How to build a productive work-from-home routine in shared house
By Dan Kauna, April 29, 2026Working from home has become a real option for more Nairobi residents, from remote employees and freelancers to content creators and those running side hustles. But most productivity advice comes from people with a quiet office, a dedicated desk, and no one competing for the router. That is not most of us.
If you are renting a bedsitter, sharing a two-bedroom, or splitting a flat, your work-from-home setup needs a different kind of thinking. Here is what actually helps.
Set a start time and stick to it
The easiest thing to lose when working from home is structure.
Without a commute forcing you out of bed, mornings blur into afternoons fast. Pick a start time, even if it is 8.30 am, and treat it like a shift.

Tell your housemates what it is. Most people are respectful when they know you have a routine rather than just sitting on your laptop all day with no clear schedule.
A simple trick: get dressed before you open your laptop. It sounds small, but it signals to your brain that the day has started.
You do not need a blazer. Just swap the sleeping clothes.
Claim your space, even a small one
You may not have a spare room. That is fine. What matters is consistency. A specific corner of the living room, a particular chair by the window, even a folding table you set up and pack away each day – all these work.

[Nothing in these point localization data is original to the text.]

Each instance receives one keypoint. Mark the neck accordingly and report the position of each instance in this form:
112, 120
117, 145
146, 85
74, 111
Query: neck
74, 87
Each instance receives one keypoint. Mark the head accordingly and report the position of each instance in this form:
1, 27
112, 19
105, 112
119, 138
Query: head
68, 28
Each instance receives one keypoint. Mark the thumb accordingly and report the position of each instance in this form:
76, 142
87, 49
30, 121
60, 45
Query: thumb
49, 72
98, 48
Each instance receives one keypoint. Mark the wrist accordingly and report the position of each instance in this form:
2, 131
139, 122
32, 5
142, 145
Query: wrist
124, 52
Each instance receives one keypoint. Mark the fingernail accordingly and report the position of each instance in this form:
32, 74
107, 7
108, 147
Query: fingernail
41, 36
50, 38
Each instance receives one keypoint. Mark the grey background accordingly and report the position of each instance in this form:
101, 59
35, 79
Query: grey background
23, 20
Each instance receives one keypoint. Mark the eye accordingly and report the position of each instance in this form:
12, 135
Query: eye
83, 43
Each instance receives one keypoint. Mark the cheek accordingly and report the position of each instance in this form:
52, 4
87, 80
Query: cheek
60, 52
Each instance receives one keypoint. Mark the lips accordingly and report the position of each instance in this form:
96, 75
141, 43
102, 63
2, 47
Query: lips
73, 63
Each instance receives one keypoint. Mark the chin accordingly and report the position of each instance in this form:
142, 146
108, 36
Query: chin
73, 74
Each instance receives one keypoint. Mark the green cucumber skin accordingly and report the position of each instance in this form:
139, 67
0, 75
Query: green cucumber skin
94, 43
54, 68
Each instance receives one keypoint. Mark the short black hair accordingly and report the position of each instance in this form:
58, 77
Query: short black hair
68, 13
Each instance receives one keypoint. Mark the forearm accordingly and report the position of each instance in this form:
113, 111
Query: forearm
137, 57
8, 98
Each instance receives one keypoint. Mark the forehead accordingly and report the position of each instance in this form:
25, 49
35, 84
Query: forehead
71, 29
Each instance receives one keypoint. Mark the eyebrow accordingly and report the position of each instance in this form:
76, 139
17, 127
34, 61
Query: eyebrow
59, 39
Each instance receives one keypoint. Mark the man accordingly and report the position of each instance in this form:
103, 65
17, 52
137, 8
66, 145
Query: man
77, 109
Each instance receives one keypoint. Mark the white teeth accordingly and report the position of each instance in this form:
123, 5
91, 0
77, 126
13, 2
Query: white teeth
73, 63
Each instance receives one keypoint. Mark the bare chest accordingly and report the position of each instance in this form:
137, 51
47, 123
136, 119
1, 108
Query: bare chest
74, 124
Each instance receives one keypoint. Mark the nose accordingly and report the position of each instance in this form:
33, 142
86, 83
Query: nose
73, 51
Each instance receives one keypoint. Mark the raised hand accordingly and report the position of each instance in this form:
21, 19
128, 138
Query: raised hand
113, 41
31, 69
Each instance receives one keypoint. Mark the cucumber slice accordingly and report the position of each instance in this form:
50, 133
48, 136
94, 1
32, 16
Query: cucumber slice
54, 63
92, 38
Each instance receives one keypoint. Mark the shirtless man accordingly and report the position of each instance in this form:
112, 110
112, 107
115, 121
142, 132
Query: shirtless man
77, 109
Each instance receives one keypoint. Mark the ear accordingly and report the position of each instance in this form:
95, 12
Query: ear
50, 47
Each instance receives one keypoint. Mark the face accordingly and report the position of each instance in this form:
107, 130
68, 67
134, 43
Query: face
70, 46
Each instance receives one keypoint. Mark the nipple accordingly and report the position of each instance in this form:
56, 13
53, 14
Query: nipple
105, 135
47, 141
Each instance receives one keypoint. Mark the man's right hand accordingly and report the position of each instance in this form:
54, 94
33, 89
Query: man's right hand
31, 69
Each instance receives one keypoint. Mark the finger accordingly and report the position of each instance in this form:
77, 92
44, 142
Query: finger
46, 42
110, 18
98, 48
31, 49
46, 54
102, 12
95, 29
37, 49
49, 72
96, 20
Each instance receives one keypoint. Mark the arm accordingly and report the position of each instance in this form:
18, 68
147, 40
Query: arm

The goal is to have one spot your mind associates with work.
If noise is a problem, cheap foam earplugs or a basic pair of earphones playing white noise or lo-fi music can cut through most household sounds. Some apps offer free background sound options that help with focus without costing you anything.
Manage the Wi-Fi situation honestly
Shared Wi-Fi in most Nairobi rentals struggles when more than two people are streaming or on video calls at the same time. If you have calls or deadlines that cannot wait, invest in a personal data bundle as a backup.
Daily and weekly bundles are affordable enough to use as a fallback, and they save you from the panic of a dropped client call.
Talk to your housemates about heavy usage times, whether that is downloads, gaming, or streaming.
A small conversation can sort out a lot of conflict before it starts.
Build transitions into your day
One thing shared-house workers miss is the mental break that a commute used to give.
Without it, work bleeds into everything else and you never fully switch off.

Create your own version: a short walk around the estate, ten minutes on the balcony with tea, or even just a change of seat between tasks.
When the workday is done, close the laptop and put it away.
Out of sight genuinely helps your brain treat the evening differently, even in a small space.
The productive home worker in a shared Nairobi house is not the one with the best setup.
It is the one who has decided, despite the noise and the limited space and the occasional load shedding, to show up consistently anyway. A little structure goes a long way.